Curzon'un rövanşına dikkat çekti
Mustafa
Kemal Atatürk'ün Lozan tanımına dikkat çeken Hepgüllü; 'Mustafa Kemal Atatürk,
Lozan'ı şu sözlerle tanımlıyordu; '˜Bu antlaşma, Türk ulusu aleyhine,
yüzyıllardan beri hazırlanmış ve Sevr Antlaşması ile tamamlandığı sanılmış,
büyük bir suikastın sonuçsuz kaldığını bildirir belgedir.' O dönemin İngiltere
Dışişleri Bakanı Lord Curzon, ulusu adına direnen İnönü'ye; '˜Aylardır müzakere
ediyoruz. Arzu ettiklerimizin hiçbirini alamıyoruz. Vermiyorsunuz. Ama ne
reddederseniz, cebimize atıyoruz. Memleketiniz haraptır. Yarın geleceksiniz.

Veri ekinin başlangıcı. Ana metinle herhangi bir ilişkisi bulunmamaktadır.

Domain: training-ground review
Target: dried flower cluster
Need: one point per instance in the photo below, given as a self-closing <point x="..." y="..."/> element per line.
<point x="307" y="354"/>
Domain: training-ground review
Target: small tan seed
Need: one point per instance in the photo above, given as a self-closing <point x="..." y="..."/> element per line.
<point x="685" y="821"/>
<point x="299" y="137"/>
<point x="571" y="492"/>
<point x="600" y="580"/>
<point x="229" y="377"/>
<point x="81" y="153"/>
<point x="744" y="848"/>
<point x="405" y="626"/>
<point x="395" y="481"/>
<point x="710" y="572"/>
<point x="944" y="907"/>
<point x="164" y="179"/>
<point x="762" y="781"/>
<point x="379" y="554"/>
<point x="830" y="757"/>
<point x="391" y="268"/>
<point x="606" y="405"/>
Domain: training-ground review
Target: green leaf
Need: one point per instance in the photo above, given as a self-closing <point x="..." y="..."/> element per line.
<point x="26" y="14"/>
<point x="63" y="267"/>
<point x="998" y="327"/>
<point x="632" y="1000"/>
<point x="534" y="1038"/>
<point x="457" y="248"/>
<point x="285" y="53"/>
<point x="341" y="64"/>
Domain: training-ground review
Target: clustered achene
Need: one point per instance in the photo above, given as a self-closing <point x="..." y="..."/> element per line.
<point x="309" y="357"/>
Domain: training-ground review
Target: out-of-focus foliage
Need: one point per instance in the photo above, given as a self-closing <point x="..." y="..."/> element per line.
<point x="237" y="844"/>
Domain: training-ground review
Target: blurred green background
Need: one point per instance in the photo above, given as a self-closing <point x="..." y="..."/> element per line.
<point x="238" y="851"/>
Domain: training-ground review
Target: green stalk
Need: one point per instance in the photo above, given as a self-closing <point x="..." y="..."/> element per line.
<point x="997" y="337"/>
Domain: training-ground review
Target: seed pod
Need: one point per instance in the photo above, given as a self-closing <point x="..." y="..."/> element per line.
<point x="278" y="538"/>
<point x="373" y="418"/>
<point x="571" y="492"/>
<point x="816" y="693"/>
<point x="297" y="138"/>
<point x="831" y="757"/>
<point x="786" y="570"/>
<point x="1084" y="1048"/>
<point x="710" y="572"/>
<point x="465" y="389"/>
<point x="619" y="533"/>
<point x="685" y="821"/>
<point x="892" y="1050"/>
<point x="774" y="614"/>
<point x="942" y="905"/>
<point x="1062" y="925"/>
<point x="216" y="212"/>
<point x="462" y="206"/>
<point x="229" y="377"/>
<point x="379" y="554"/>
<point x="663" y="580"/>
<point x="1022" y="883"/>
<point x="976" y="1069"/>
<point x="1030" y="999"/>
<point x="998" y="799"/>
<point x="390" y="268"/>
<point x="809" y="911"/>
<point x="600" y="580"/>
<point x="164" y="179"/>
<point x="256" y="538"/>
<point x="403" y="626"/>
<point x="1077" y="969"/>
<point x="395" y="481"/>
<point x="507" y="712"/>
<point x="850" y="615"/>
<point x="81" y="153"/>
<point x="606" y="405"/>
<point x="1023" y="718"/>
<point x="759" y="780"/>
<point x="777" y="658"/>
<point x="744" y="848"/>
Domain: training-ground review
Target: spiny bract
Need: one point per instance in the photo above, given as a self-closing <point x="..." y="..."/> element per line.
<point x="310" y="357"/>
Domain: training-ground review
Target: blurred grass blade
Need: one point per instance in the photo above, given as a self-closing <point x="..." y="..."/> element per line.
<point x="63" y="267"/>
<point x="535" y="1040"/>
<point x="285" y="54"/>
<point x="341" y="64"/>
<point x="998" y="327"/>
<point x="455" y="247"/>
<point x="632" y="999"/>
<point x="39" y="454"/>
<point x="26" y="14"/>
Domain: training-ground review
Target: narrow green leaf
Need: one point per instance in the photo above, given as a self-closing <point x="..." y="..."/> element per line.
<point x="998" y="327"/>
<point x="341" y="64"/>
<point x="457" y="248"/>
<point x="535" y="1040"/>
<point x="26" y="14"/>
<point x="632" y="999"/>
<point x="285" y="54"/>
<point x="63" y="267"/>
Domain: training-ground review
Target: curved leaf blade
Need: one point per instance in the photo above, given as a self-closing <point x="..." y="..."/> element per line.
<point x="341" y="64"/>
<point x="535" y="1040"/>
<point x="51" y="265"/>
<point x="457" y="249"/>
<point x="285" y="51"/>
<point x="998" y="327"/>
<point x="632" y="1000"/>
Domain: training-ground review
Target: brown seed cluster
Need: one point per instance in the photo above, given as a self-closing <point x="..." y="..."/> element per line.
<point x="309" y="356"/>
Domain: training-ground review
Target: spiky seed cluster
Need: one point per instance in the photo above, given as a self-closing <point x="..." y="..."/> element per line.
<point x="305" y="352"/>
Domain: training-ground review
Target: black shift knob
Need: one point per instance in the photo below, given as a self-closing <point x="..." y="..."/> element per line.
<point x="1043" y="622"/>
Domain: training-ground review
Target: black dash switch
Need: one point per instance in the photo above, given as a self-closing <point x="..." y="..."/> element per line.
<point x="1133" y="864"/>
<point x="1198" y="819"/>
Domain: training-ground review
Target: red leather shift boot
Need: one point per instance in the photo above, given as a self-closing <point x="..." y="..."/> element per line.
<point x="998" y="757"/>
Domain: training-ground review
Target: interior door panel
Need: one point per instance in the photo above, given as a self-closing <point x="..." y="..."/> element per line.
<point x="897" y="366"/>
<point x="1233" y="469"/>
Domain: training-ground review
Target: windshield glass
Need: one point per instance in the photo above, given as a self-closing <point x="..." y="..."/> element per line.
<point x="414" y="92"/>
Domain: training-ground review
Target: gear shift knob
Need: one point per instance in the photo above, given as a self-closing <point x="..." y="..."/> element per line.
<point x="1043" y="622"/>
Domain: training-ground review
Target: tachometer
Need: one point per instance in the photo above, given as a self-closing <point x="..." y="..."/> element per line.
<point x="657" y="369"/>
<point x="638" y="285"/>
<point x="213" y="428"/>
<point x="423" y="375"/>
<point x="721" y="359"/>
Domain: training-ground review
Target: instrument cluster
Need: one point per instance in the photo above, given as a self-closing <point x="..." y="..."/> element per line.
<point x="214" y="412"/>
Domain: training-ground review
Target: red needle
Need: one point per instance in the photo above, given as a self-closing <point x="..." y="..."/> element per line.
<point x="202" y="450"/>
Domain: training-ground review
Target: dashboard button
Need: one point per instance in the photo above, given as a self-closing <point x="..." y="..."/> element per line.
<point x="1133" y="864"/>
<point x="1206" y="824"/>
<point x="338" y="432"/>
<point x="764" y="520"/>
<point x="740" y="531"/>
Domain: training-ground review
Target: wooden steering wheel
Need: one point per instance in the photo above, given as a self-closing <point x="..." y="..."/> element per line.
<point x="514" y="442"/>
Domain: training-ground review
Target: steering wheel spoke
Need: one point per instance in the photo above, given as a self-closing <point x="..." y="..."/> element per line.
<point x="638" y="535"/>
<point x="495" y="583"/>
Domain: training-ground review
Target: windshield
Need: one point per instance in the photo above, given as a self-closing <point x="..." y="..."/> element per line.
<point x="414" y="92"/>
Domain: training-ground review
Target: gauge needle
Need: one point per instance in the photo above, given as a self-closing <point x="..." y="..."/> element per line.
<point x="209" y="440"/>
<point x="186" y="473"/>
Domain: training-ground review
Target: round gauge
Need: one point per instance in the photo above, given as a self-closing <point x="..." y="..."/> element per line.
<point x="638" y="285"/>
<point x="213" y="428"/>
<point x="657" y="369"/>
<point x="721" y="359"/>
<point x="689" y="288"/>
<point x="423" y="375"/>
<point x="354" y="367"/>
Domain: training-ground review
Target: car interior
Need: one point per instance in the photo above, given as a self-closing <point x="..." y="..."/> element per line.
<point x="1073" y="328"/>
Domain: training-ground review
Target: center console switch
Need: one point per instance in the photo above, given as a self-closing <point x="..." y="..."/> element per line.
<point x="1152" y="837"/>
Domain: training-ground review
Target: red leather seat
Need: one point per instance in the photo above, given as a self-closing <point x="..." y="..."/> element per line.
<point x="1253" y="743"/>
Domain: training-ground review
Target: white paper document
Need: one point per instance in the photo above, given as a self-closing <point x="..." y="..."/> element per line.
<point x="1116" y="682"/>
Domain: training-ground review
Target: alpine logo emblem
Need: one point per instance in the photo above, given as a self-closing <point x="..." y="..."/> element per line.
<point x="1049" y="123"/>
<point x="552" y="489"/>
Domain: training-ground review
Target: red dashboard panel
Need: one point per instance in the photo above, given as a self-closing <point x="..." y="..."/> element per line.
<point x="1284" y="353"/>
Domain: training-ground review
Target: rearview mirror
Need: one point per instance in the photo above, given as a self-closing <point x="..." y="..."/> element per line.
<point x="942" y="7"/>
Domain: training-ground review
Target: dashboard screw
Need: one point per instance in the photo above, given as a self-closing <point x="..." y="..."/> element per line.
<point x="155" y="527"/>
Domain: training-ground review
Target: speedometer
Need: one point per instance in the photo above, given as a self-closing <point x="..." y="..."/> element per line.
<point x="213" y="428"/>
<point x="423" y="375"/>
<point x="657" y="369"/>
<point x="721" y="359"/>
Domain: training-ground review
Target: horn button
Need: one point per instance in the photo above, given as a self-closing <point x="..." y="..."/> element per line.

Bu
cebimize koyduklarımız birer birer çıkarıp size vereceğiz.' diyerek daha ilk
günden bu siyasi yenilginin rövanşını almak için tetikte bekleyeceklerini ima
etmiştir' ifadelerine yer verdi.
'Curzon'un cebine koydukları önümüzde'
Lozan'dan
95 yıl sonra Curzon'un cebine koyduklarının Türkiye'nin önüne sunulmaya
başlandığını söyleyen Hepgüllü; 'Bu amaçla, bir yandan ülkemiz etnik ve dinsel
farklılıklar körüklenerek bölünmeye, halkımız yoksullaştırılmaya
çalışılmaktadır. Bu saldırıyı defetmenin yöntemlerini, kurtuluş mücadelemiz ve
Lozan deneyimi bize sunmaktadır' dedi.
'Cumhuriyet'in tapusudur'
Lozan
Barış Antlaşması'nın Türkiye Cumhuriyeti'nin nüfus kâğıdı ve tapusu olduğunu
söyleyen Hepgüllü; 'Lozan; Türk Ulus Devleti'nin, Atatürk Cumhuriyeti'nin temelidir.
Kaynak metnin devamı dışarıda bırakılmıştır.